The fascinating and eventful day concluded with a visit to the community of Naveh in the Halutza Sands, where the delegates investigated a new project that JNF Victoria is expected to support: providing a pipeline to the Dan Region Sewage Reclamation Plant, which carries reclaimed water from the center of the country to the Negev.
The new pipeline will provide the farmers with cheap water that will replace the expensive potable water they use at present. This will enable them to extend their fields and support themselves by their own efforts. The plan is to plant new avocado groves that will be irrigated with the reclaimed water. A large tract of land is also being prepared for planting potatoes.
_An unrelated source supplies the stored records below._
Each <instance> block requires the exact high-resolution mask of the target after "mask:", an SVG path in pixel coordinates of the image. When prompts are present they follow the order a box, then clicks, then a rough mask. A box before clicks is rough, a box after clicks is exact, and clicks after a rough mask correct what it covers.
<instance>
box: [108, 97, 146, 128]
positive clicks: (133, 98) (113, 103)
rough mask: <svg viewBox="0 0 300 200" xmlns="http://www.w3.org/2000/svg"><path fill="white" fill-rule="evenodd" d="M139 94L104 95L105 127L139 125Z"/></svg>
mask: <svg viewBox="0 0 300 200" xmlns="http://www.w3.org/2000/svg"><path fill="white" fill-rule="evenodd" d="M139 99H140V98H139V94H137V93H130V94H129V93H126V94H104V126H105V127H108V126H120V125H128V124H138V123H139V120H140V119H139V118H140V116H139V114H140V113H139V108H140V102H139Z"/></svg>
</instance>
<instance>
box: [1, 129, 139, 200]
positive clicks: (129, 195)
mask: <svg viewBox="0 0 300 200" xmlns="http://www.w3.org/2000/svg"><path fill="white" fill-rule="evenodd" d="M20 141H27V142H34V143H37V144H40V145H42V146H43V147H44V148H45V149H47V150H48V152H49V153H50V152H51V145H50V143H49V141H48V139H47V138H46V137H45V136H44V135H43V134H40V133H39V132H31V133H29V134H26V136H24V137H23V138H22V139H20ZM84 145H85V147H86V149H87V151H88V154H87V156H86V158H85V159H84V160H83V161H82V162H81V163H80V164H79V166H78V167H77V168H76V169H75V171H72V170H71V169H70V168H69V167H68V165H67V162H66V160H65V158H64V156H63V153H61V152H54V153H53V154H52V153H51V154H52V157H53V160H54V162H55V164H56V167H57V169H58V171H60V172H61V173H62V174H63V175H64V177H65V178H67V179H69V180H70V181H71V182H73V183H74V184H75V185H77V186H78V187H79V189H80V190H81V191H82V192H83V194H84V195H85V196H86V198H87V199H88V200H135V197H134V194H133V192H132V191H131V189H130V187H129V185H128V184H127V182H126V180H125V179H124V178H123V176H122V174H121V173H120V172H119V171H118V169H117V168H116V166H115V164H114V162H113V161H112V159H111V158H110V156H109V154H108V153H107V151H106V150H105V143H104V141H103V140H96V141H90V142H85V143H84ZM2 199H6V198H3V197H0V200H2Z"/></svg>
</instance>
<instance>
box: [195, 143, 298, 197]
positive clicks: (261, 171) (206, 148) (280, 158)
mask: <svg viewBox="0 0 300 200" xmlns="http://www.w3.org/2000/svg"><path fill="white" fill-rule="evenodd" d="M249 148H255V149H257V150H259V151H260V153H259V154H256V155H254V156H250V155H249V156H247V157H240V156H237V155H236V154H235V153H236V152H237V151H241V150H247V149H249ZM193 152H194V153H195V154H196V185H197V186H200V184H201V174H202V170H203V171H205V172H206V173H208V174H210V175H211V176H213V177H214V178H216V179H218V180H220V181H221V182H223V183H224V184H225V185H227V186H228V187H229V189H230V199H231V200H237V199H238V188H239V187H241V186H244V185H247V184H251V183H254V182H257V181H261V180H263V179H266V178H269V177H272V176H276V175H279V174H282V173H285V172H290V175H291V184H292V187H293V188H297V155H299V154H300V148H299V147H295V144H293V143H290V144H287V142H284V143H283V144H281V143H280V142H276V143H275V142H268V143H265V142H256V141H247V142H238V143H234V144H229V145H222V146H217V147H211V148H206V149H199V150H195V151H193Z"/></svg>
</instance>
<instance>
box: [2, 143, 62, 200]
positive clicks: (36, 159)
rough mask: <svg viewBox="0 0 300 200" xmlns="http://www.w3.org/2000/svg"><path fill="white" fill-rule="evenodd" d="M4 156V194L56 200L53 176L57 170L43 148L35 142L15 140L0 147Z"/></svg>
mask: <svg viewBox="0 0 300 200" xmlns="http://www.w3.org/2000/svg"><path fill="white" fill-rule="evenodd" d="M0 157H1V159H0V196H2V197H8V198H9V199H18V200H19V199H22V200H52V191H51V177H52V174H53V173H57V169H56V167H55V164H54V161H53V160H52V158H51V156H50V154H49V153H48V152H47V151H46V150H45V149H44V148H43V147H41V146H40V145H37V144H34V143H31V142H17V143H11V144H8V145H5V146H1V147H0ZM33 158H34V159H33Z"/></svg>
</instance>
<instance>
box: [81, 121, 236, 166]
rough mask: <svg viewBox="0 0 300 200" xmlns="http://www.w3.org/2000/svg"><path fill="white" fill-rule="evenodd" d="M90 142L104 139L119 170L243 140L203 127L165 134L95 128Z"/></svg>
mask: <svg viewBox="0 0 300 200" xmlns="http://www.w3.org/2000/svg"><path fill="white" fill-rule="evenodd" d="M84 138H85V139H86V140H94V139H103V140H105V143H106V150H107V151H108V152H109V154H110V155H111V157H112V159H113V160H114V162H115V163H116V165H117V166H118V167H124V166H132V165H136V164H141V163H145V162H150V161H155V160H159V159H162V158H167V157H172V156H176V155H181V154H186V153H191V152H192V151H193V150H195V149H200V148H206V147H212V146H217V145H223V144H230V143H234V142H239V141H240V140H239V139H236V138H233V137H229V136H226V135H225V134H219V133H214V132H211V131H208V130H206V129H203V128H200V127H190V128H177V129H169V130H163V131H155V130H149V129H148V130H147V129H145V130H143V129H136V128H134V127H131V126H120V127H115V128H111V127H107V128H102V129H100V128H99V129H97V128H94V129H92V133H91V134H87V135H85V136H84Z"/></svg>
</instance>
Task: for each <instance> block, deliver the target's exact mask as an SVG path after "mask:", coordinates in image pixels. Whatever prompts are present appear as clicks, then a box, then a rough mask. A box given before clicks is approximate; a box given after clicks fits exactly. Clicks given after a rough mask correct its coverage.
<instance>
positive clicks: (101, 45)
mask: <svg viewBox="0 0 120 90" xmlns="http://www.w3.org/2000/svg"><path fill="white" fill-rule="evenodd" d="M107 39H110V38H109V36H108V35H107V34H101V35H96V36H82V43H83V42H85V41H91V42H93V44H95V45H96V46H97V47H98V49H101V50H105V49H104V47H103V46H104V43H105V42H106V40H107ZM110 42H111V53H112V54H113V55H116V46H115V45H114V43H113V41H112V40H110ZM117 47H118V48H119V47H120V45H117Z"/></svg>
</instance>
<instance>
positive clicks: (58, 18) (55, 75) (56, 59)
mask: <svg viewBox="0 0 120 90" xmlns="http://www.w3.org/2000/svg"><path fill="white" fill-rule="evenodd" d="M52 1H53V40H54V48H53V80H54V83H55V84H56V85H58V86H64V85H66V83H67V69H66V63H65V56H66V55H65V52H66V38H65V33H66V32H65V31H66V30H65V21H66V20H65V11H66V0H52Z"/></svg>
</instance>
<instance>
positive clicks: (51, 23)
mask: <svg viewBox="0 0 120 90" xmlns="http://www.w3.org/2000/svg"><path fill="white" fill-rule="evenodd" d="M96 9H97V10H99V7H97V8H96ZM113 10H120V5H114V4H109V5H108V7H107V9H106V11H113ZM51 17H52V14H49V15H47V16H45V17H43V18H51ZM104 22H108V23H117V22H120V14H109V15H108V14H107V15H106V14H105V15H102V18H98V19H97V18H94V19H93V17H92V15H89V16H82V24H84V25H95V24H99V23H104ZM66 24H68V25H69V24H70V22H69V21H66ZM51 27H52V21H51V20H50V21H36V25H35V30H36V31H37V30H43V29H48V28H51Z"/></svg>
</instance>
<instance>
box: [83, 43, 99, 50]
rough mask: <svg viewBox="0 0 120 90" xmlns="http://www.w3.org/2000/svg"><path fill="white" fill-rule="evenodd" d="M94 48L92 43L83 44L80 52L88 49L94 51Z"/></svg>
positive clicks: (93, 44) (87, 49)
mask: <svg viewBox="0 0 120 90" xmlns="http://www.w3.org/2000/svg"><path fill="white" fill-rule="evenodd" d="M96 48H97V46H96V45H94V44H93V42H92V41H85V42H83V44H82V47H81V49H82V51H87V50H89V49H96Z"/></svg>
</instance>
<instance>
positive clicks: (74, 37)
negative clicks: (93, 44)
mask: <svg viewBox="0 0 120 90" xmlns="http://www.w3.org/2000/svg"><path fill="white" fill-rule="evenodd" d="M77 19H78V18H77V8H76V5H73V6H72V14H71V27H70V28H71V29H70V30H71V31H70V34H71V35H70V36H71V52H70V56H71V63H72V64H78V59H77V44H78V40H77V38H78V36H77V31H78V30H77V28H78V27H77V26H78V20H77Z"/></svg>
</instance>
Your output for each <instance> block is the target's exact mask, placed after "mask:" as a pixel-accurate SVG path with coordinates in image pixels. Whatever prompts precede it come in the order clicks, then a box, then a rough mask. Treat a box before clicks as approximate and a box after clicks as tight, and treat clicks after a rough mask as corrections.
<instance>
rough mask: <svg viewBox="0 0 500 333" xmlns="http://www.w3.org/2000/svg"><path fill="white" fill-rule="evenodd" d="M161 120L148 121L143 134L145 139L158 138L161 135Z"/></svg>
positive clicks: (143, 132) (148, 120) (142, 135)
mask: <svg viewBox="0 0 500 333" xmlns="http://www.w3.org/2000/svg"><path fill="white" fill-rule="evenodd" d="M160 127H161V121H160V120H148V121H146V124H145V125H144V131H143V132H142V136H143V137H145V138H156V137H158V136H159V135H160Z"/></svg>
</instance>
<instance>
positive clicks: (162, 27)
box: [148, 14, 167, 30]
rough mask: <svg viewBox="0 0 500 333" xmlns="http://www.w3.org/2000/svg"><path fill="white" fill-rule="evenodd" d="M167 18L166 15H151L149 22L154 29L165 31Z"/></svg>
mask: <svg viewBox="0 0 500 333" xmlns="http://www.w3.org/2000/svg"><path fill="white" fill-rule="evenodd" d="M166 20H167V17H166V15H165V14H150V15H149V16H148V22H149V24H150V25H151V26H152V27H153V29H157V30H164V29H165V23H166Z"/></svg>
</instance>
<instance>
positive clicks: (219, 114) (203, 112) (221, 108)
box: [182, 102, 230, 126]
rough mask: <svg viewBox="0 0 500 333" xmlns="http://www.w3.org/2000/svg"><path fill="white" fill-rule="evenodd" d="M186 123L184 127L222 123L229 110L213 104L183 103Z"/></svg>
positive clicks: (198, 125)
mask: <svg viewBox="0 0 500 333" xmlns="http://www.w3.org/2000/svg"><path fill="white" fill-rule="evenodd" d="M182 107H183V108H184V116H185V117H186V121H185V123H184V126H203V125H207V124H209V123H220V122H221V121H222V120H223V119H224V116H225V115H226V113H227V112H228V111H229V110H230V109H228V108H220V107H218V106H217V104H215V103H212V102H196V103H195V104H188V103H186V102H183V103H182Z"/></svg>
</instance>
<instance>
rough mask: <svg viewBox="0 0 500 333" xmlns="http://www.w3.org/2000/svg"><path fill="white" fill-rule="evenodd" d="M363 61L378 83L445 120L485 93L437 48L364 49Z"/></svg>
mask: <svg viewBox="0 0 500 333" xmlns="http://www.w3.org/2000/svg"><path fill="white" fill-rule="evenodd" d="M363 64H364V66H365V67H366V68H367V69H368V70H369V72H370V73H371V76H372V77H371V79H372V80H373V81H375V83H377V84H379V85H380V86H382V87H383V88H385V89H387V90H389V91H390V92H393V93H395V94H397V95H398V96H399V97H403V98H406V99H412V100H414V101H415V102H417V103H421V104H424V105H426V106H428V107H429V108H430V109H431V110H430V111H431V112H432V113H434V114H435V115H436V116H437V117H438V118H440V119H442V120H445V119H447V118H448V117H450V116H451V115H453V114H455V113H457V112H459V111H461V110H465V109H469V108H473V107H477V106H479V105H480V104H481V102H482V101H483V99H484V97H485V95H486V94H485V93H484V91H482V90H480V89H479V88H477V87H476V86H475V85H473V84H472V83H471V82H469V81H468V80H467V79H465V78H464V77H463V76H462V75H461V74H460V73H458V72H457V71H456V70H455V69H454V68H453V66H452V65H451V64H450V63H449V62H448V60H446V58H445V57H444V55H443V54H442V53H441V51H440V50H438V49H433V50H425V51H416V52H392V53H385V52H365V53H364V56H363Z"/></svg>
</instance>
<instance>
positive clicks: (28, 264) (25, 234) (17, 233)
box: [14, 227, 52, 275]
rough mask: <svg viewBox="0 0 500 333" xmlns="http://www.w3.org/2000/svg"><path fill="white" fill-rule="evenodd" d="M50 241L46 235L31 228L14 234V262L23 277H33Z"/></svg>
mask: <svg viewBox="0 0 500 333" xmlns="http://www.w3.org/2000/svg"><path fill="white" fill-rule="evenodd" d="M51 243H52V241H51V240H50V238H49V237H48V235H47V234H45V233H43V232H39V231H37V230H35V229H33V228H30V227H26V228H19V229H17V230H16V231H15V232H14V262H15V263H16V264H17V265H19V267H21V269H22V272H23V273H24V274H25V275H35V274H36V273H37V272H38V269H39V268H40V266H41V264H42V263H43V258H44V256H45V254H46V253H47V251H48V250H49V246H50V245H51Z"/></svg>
A chance encounter with IDF combat soldiers who were patrolling the border to safeguard local residents proved particularly exciting. The delegates chatted with the soldiers and expressed their enormous appreciation of them. They plied them with fruit and cold drinks – and, of course, they didn’t forget to have souvenir photographs taken.
While at Naveh, the delegates visited the Otzem Pre-Military Torah Academy, whose well-kept yard was created and landscaped thanks to a donation from JNF Australia. The garden is based upon local vegetation that is naturally suited to the hot dry climate. “These green surroundings provide the link between Jewish tradition and life and the soil, and represent our ambition to make the Negev bloom,” declared Rabbi Eli Adler, who teaches at the academy.
The visitors climbed on to the roof of the academy building to get a bird’s eye view of the community, whose swift development over just a few years had greatly impressed them. Explosions could be heard echoing in the background, and columns of smoke were seen rising from the nearby border with Egypt where the Egyptian army was fighting against ISIS. The border with the Gaza Strip is just a few kilometers away.
Despite the wars, the harsh climate and the distance from the center of the country, these modern pioneers continue to settle the border area and make the desert bloom – and their Friends from Australia play an important part in this Zionist undertaking.
“If Israel wants to grow and flourish, we have to help settle these areas, which in the past were just sand,” said Michael Carp. “I’m looking forward to visiting in another year’s time and seeing the progress that’s been made. I’m sure that both they and we will be proud of the work we’ve accomplished together.”